La bengalas verdes indicaban que se estaba produciendo un asalto; la roja, que el enemigo estaba atacando en tropel. Las rojas no habían sido muy habituales hasta entonces. Solo había visto una y había sido a lo lejos, cerca de la frontera norte de Shemnu. Por entonces, sin embargo, venían en masa una vez a la semana cuando menos. Salí a toda velocidad de la cueva y seguí corriendo hasta llegar a mi sección, justo a tiempo de ver cómo esas putrefactas cabezas y manos se asomaban por las murallas sin acabar.

[Nos detenemos. Liu contempla las piedras del suelo.]

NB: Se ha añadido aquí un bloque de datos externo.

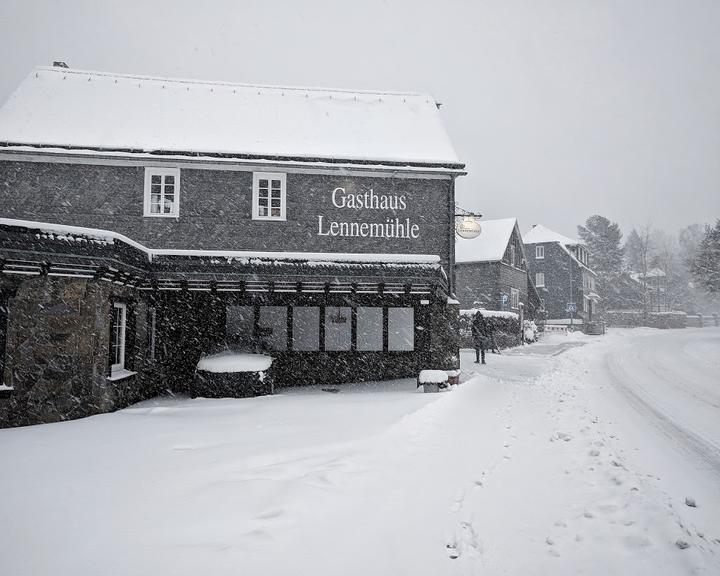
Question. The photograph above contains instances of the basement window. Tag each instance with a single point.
(162, 192)
(514, 298)
(269, 195)
(401, 329)
(117, 338)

Fue aquí, aquí mismo. Pisotearon a sus camaradas caídos y los utilizaron a modo de rampa para poder sortear la murallas. Los obreros intentaban impedir su avance con todo lo que tenían a mano; con herramientas y ladrillos, incluso con sus propios pies y puños. Entonces, cogí un pisón, un utensilio que se usa para compactar la tierra. El pisón es un artilugio bastante grande que es muy difícil de manejar, consiste en una vara metálica de un metro con un manubrio en un extremo y una piedra muy pesada, enorme y cilíndrica en el otro. Solo los hombres más corpulentos y robustos de nuestra cuadrilla utilizaban el pisón. No sé cómo logré alzarlo, ni apuntar y golpear con fuerza con él, una y otra vez, las cabezas y caras de los zombis que tenía debajo...

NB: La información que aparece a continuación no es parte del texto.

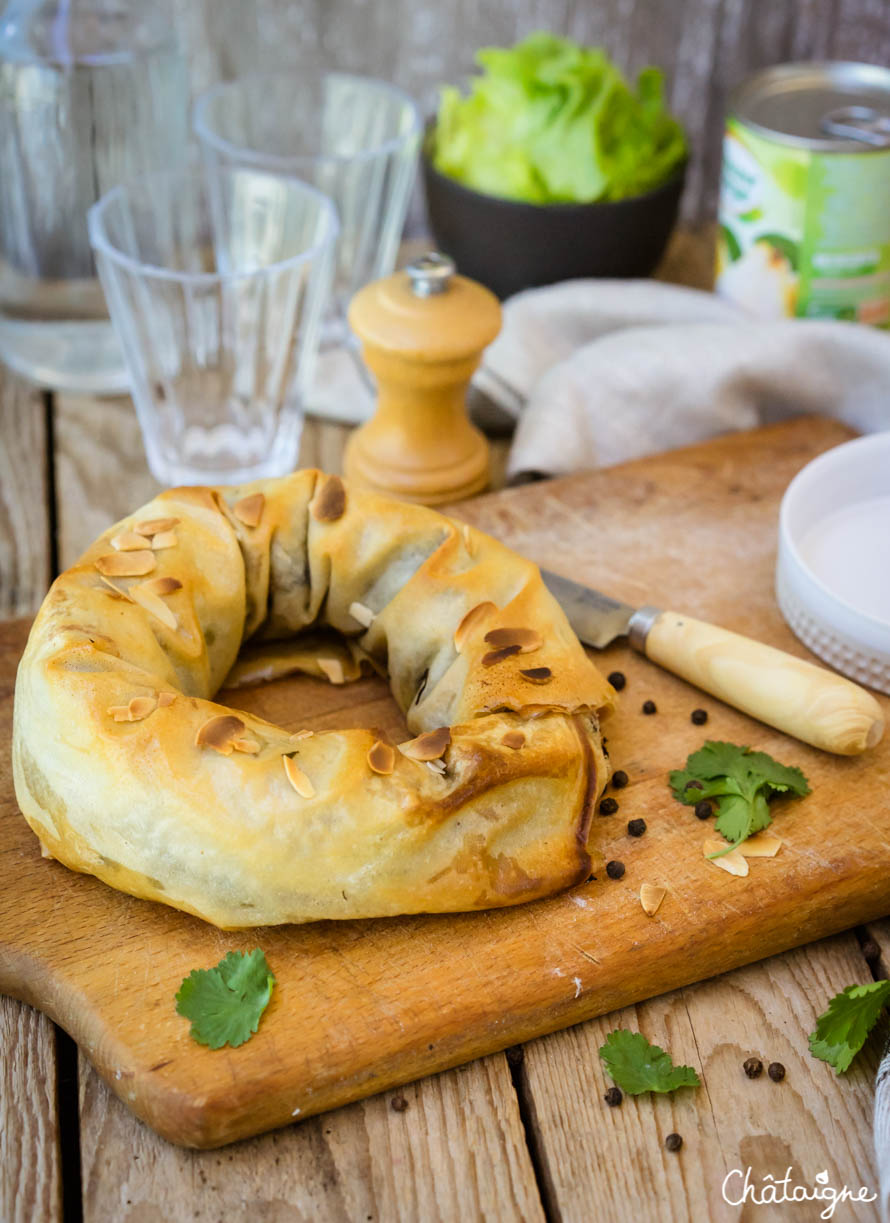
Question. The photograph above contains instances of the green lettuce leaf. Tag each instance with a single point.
(549, 121)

Se suponía que los militares tenían que protegernos de los ataques en masa como ese, pero, por aquel entonces, no contaban con soldados suficientes.

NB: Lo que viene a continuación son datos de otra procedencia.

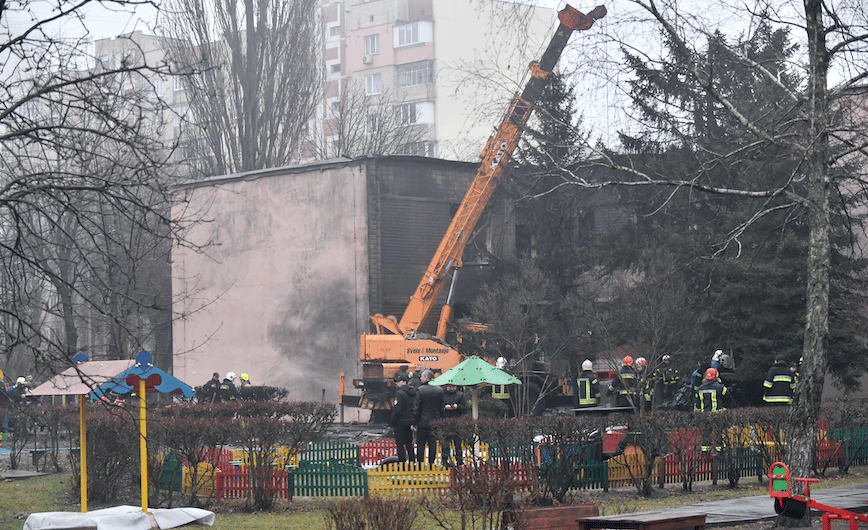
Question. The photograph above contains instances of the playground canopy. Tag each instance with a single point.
(96, 379)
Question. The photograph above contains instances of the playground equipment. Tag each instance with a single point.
(796, 506)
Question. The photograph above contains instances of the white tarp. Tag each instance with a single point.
(119, 518)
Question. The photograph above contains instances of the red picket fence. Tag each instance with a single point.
(234, 483)
(371, 453)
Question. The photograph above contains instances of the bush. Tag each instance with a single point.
(113, 469)
(371, 513)
(262, 427)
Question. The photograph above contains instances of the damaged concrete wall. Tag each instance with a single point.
(279, 288)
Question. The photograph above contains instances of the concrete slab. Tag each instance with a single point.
(15, 474)
(758, 508)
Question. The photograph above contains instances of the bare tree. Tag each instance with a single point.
(373, 125)
(813, 125)
(84, 224)
(255, 79)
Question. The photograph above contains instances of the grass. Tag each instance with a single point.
(51, 493)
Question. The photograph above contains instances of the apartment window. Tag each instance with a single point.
(418, 73)
(418, 149)
(372, 44)
(408, 34)
(406, 114)
(373, 84)
(372, 124)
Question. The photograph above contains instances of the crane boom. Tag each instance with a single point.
(497, 152)
(382, 354)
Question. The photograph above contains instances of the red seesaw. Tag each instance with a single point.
(796, 506)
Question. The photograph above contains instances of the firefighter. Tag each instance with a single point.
(664, 381)
(625, 384)
(227, 392)
(643, 383)
(710, 395)
(780, 383)
(588, 387)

[Me acerca hasta las almenas y señala hacia algo situado apenas a un kilómetro al sur de donde estamos.]

Ahí.

[En la lejanía, solo puedo distinguir un obelisco de piedra que se alza sobre un montículo de tierra.]

Bajo ese montículo se encuentra uno de los últimos tanques de combate de nuestra guarnición. Como se había quedado sin combustible, la gente que lo manejaba decidió utilizarlo como fortín. Cuando se quedaron sin municiones, cerraron las compuertas y se prepararon para ser utilizados como cebo. A pesar de que se les agotó la comida y se quedaron sin agua en las cantimploras, siguieron resistiendo durante mucho tiempo. «¡Seguid luchando!», gritaban por una radio que funcionaba a mano, girando una manivela. «¡Acabad la Muralla! ¡Proteged a nuestra gente! ¡Acabad el muro!» El último en caer fue el conductor de diecisiete años, resistió un total de treinta y un días. En esos momentos, casi no se podía ver el tanque, ya que se hallaba enterrado bajo una pequeña montaña de zombis, los cuales se apartaron de repente, en cuanto intuyeron que el muchacho había expirado su último aliento.